Hierbei bedient sie sich vieler Disziplinen, von Ökologie bis zur Verhaltensbiologie. Eine wichtige Rolle spielt die Medizin, da viele parasitische Lebensformen Krankheitserreger bei Mensch und Tier sind. Hierbei ist auch die begriffliche Abgrenzung zwischen Parasit und Mikroorganismus als Krankheitserreger häufig schwierig.
Biologie
Die molekulare Parasitologie kümmert etwa um die Wechselwirkungen zwischen Parasiten und dem Wirt auf molekularem Bereich. Viele Lebewesen sind in ihrer Entwicklung ganz oder teilweise parasitisch, und auch in der Evolutionsbiologie spielen parasitische Vorgänge eine Rolle (Endosymbiontenhypothese).
Medizin
Als medizinische Parasitologie beschäftigt sie sich auch mit den parasitären Erkrankungen, deren Prophylaxe, Diagnostik und Therapie. Dazu zählen neben Ektoparasiten wie Flöhen, Läusen und Milben auch Wurminfektionen und Infektionen durch Protozoen.

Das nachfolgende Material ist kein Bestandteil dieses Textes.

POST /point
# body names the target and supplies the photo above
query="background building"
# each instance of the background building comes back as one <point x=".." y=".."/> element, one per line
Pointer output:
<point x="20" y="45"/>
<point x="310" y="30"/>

Entwicklungszusammenarbeit
Da parasitäre Erkrankungen wie Malaria und Wurminfektionen in Entwicklungsländern eine verheerende Rolle spielen - völlig im Gegensatz zu Industrieländern - versuchen Parasitologen, die idealen Lebensbedingungen von Parasiten möglichst gut zu kennen, um dann auf möglichst effizientem Weg Infektionen zu vermeiden.
Praktische Anwendungen aus dieser Forschung betreffen zum Beispiel den Bau von geeigneten Unterkünften, die für Malaria-Mücken nicht einladend sind (etwa eine Feuerstelle im Haus - der Rauch vertreibt die Mücken) oder Schulung von Dorfangehörigen.